Peer to peer (P2P) lending uses the Internet to match up people and businesses who want to borrow money with those willing to lend it. In effect, P2P firms cut out the middleman (typically a bank) and charge a fee for their efforts.

Since lending money to just one individual or business could be risky, P2P lenders tend to spread their money across a basket of borrowers to reduce the impact of a borrower failing to pay interest or the money borrowed.

The potential benefit for savers is that they may receive a higher rate of interest versus putting money in a bank or building society savings account.

But on the downside if a borrower doesn't pay back your money you lose it (i.e. a bad debt) and you cannot reclaim losses from the Financial Services Compensation Scheme (FSCS).

From April 2016 P2P lending accounts have been allowed to be held within ISAs.

How safe is my money?

It's only as safe as the people that you lend your money too. If they don't repay your interest or money loaned you'll lose it.

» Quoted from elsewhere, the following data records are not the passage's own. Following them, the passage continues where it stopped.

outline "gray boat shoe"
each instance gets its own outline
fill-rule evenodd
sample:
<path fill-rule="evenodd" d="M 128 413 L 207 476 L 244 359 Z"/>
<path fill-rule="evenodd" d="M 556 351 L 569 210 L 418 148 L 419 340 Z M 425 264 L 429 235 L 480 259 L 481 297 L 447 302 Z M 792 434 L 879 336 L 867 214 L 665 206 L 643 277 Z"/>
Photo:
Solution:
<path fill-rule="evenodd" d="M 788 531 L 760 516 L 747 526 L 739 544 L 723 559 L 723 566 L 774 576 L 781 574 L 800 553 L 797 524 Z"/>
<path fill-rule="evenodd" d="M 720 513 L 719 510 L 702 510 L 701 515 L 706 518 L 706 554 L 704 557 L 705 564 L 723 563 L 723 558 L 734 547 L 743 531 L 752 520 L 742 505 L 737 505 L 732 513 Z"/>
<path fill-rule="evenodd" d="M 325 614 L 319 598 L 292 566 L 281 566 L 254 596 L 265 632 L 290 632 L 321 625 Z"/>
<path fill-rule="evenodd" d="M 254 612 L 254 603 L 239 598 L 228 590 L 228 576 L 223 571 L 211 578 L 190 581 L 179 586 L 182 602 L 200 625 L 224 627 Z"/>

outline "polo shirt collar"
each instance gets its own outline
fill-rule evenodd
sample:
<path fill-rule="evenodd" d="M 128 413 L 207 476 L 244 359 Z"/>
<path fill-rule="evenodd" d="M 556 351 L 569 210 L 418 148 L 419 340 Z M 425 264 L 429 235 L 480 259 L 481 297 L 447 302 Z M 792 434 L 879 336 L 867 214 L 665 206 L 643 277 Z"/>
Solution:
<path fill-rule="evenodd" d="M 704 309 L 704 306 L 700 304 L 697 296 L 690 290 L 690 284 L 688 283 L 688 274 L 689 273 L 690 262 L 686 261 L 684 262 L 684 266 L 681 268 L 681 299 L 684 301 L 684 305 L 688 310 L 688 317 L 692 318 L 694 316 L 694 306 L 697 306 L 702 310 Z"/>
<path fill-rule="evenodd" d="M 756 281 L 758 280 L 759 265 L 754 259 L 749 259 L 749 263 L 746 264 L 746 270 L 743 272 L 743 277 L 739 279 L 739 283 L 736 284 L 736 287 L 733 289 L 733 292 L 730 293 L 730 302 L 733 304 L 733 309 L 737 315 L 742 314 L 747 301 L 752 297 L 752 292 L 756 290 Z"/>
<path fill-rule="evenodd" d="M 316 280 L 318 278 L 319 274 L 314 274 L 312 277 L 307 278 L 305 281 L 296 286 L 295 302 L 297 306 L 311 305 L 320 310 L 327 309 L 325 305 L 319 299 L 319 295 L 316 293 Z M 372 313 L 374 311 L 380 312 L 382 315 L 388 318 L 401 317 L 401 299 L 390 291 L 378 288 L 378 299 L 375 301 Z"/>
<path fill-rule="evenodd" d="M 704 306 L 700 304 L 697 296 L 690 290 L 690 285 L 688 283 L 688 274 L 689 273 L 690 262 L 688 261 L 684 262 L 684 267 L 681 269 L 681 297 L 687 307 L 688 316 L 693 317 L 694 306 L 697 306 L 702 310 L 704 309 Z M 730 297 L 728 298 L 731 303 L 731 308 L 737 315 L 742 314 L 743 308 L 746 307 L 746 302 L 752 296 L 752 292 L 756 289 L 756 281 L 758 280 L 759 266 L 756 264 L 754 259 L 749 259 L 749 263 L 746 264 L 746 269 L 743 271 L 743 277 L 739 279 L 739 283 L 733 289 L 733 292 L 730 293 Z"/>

It's vital to remember that however you lose money via P2P lending, its not covered by the Financial Services Compensation Scheme (FSCS).

Some P2P lenders have their own 'safety' funds which aim to help cover losses when borrowers fail to repay their loans, but there is no guarantee such funds will cover any losses you incur so you cannot fully rely on them.

How does the tax work?

The interest you receive is taxed in the same way as savings interest. Note that any losses you incur cannot be used to offset any capital gains you may have made on other investments.

Is P2P lending worthwhile?

P2P lending is still relatively new and returns so far have typically been a few percent higher than savings accounts (net of bad debts). However, this has been over a period where interest rates are low and most borrowers are likely to have had enough income to repay their loans thanks to rock bottom mortgage rates. If we see mortgage costs rise or the economy decline significantly then P2P lending bad debts could rise significantly hence dent returns.

On balance P2P lending is certainly worth consideration, but it's very important not to ignore the risks.